Since originally reading The Busy Trap, I’ve tried to avoid using “busy” as a keyword in a standard response to someone’s inquiry into my well-being (which of course, as a human, I often fail at). I’ve also tried to stop thinking about having a consistent stream of opportunities for work and fun as things that happen to me and instead as things I create and embrace to build a fulfilling life for myself.
And now that I’m “running my own business” (and by that I mean—doing work I know how to do, and figuring the rest out along the way), I’m getting even more “pick your brain?” and “catch up?” coffee or drink requests than I was before. Admittedly, it’s been hard for me to justify which meetings to take and which to politely decline, because the reality is that I earn a living by the minutes I can commit to client work. It’s a pickle, because my time, like everyone else’s, is precious…but also because I’m a full-blown E and I legitimately love these meet-up opportunities.
Last week at CoCo’s first unlea(she)d event, Nancy Lyons said something that resonated with me.
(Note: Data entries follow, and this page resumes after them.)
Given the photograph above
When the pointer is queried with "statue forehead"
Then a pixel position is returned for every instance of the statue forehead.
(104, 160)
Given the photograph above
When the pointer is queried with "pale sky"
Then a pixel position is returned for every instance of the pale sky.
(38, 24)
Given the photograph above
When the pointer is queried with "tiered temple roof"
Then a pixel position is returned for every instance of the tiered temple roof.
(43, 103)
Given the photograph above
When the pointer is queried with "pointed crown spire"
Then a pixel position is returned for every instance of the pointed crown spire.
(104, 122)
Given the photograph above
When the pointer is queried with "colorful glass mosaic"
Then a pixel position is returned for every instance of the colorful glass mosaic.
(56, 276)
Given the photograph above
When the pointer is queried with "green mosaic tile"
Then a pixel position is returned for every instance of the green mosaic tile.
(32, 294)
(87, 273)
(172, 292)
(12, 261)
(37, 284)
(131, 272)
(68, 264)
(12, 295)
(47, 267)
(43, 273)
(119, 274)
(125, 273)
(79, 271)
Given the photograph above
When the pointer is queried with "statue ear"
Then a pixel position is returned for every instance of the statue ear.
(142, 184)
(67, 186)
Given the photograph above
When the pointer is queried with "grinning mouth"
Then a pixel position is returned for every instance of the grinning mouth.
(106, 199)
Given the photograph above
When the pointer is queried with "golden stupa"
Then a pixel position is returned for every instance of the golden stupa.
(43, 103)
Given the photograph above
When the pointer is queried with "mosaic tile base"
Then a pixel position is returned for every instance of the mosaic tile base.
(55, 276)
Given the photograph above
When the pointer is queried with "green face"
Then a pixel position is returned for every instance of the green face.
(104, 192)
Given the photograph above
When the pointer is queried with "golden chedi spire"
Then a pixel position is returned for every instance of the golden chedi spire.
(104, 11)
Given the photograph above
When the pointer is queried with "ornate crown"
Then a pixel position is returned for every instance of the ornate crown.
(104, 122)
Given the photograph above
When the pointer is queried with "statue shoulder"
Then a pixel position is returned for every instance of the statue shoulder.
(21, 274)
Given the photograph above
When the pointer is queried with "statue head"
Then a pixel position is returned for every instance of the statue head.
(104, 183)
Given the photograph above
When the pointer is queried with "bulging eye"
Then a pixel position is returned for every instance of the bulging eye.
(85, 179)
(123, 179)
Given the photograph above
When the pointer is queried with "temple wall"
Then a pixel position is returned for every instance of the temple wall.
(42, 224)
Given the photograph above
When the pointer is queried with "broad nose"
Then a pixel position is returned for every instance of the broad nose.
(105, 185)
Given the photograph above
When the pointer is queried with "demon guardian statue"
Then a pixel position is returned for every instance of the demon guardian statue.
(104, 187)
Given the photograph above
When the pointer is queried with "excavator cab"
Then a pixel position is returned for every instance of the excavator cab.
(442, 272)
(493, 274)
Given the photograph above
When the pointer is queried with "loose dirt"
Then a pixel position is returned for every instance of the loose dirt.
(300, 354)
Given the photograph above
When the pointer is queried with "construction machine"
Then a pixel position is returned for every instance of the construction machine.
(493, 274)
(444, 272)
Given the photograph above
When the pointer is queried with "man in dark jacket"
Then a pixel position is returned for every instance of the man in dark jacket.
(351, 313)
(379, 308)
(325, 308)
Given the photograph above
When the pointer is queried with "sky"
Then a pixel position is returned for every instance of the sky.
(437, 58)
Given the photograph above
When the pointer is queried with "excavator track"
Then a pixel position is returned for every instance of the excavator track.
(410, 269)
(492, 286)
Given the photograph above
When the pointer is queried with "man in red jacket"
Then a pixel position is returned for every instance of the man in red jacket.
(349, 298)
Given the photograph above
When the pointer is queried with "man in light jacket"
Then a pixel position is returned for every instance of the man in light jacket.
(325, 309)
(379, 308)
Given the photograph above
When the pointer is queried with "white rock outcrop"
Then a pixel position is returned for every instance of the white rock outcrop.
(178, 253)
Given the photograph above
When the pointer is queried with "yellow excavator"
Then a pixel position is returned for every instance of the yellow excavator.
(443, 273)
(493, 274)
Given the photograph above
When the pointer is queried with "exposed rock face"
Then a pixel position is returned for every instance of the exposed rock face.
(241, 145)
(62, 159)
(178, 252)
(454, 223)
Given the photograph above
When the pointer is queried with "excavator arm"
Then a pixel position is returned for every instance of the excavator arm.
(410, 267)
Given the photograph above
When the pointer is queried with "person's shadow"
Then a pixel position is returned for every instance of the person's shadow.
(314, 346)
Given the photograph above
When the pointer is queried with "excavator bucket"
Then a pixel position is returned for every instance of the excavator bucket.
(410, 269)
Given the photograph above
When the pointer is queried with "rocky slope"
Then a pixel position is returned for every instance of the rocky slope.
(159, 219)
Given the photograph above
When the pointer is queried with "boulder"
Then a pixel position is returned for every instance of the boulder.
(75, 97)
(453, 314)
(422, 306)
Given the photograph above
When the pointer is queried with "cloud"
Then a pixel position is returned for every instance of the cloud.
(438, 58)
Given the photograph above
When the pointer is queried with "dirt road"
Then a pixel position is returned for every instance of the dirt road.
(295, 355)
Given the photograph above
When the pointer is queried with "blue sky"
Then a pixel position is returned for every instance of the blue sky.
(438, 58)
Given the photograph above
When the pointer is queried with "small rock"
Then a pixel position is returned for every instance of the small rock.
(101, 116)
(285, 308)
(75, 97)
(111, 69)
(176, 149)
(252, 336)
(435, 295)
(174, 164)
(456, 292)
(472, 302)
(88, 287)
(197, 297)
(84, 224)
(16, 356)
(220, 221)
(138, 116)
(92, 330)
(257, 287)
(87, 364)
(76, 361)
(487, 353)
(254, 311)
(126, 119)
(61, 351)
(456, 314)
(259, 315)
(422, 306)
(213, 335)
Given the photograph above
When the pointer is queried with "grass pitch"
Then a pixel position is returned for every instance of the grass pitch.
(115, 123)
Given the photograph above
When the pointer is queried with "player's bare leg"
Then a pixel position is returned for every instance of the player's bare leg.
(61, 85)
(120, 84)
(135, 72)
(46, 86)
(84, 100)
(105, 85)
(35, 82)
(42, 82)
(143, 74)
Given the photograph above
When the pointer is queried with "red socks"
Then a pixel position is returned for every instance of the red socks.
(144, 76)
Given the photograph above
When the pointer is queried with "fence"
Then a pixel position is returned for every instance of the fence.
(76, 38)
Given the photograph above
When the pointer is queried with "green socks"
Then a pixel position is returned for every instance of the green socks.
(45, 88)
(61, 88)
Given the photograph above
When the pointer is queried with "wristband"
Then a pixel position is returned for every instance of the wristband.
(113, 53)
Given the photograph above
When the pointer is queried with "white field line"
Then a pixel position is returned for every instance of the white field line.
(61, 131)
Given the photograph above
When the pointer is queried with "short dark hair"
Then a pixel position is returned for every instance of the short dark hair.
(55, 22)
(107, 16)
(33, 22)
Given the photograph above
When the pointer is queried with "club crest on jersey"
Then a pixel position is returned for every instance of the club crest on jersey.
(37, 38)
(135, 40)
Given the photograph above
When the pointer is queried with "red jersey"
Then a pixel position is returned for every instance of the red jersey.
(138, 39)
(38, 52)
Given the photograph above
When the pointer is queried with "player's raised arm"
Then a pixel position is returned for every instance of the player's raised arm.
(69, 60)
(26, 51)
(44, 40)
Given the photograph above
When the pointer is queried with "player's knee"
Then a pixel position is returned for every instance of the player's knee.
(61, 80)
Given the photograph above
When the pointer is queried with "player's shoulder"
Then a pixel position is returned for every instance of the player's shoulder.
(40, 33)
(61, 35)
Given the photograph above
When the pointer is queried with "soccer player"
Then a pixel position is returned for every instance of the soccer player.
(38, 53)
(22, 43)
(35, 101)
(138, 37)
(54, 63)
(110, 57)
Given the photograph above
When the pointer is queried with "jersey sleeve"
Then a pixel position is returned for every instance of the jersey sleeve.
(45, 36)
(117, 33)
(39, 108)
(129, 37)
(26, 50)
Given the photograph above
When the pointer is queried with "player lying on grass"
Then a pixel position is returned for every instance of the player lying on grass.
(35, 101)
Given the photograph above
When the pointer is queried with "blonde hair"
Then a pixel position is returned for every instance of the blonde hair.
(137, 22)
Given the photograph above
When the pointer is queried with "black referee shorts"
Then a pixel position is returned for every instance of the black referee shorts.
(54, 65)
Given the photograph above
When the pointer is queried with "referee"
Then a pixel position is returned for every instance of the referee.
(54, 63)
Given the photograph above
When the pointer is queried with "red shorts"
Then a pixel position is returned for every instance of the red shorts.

She suggested that we, as people in this pickle (my word, not hers), should always take that coffee because not one of us got to where we are by ourselves. I will always attribute much of my opportunities and success to the people I’ve met, the network I’ve built. To those I now call friends, colleagues, former bosses, even acquaintances. To people who’ve made time for coffee or a drink with me.
Yes, you’re probably busy. And yes, sometimes it might feel like you’re trapped, and that you’re not in control. But remember:
The present hysteria is not a necessary or inevitable condition of life; it’s something we’ve chosen, if only by our acquiescence to it. – The ‘Busy’ Trap, Tim Kreider
And remember the people who’ve made time for you.